If you want to install the latest FortiGate-VM versions immediately after release from Fortinet but you do not see them published in the marketplace or publicly available in the AWS portal, you can always deploy older versions of FortiGate-VM available on the marketplace or the AWS portal as publicly available AMIs, then upgrade using the ".out" upgrade files, which are available at Customer Service & Support.

  1. Log in to the AWS EC2 console and navigate to IMAGES > AMIs. Select the appropriate region.

  2. Find the desired public AMI from the list of AMI IDs corresponding to your region. Select the AMI and click Launch.
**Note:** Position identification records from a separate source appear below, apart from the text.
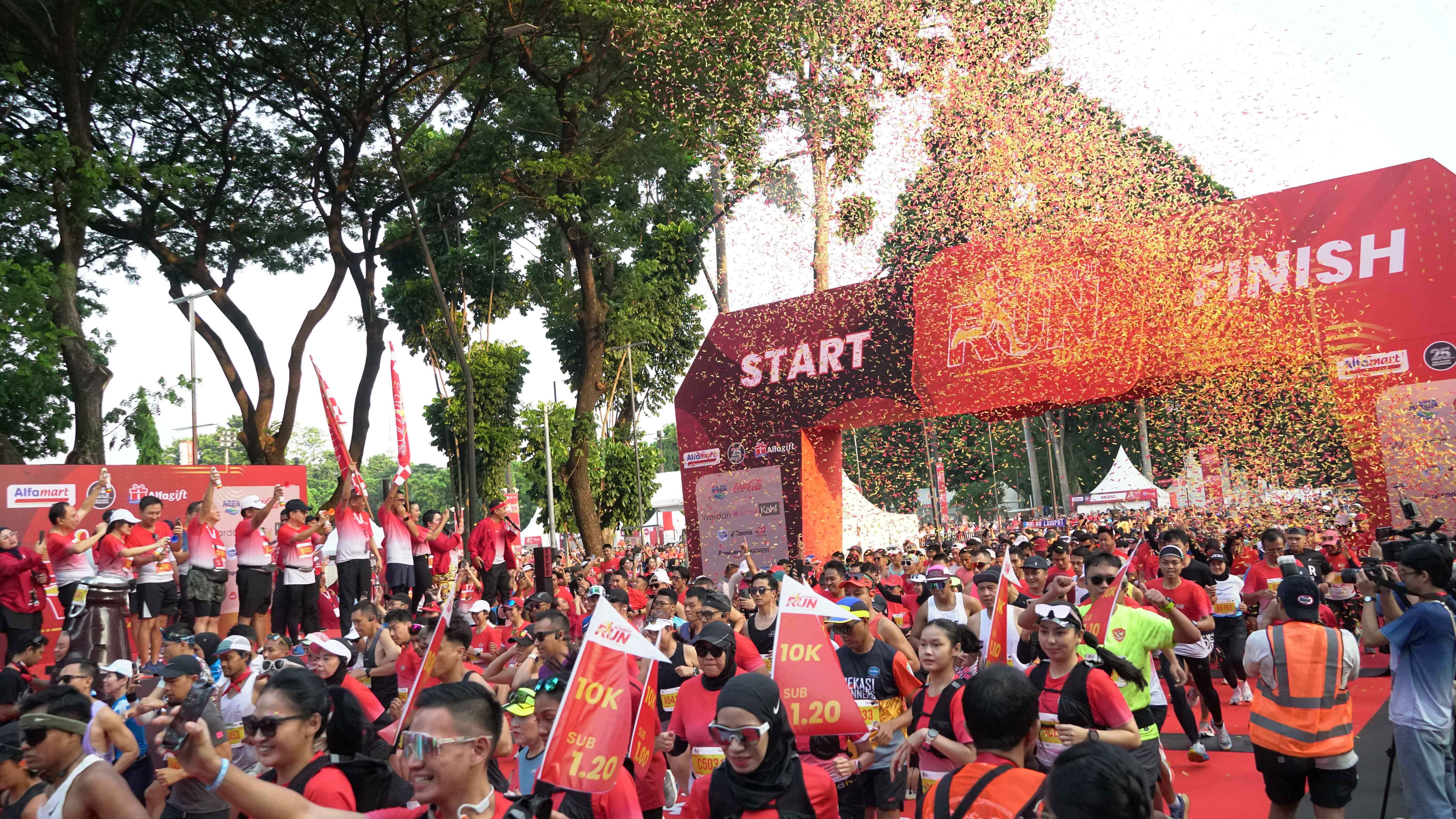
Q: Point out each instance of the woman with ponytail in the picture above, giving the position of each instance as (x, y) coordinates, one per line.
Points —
(1077, 702)
(298, 721)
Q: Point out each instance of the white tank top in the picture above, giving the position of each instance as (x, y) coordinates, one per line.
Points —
(56, 804)
(957, 613)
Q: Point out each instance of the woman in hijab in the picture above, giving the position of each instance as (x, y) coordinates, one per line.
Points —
(764, 776)
(697, 702)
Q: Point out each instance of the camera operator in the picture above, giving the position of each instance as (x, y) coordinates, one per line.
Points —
(1423, 644)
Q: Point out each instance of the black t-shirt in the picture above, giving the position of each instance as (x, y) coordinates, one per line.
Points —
(12, 687)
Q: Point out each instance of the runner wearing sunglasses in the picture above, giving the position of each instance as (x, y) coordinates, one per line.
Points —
(445, 756)
(762, 776)
(946, 603)
(82, 786)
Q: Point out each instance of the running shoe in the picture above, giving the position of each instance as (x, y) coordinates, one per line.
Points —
(1198, 754)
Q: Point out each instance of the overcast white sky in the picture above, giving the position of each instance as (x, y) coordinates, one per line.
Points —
(1265, 95)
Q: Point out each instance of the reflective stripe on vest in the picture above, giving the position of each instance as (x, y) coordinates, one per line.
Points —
(1307, 715)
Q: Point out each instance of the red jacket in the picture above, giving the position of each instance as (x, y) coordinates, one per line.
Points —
(17, 582)
(490, 536)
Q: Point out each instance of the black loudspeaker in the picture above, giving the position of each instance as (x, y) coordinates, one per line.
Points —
(542, 561)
  3. Choose a supported instance.

  4. Click Next: Configure Instance Details. Configure instance details:
    1. In the Network field, select the VPC that you created.
    2. In the Subnet field, select the public subnet.
    3. In the Network interfaces section, you will see the entry for eth0 that was created for the public subnet. Select Add Device to add another network interface (in this example, eth1), and select the private subnet. It is recommended that you assign static IP addresses.
    4. When you have two network interfaces, a global IP address isn’t assigned automatically. You must manually assign a global IP address later. Select Review and Launch, then select Launch.

  5. Click Next: Add Storage. In Step 4: Add Storage, you can leave the fields as-is, or change the size of /dev/sdb as desired. The second volume is used for logging.

  6. Click Next: Add Tags. You can add tags for convenient management.

  7. Click Next: Configure Security Groups. Here it is important to allow some incoming ports. Allow TCP port 8443 for management from the GUI. You can also allow TCP port 22 for SSH login. Allow other ports where necessary as noted below. The use of ports is explained in the FortiOS documentation.

    Incoming TCP ports allowed

    Purpose

    22

    SSH

    443

    Management using the GUI

    541

    Management by FortiManager located outside AWS

    8000

    Fortinet Single Sign On

    10443

    SSLVPN

    You can change the source address later.

  8. Click Review and Launch. If everything looks good, go to next by clicking Launch.
  9. Then select the appropriate keypair, then click Launch Instance. It may take 15 to 30 minutes to deploy the instance. To access the FortiGate and complete post-install setup, see Connecting to the FortiGate.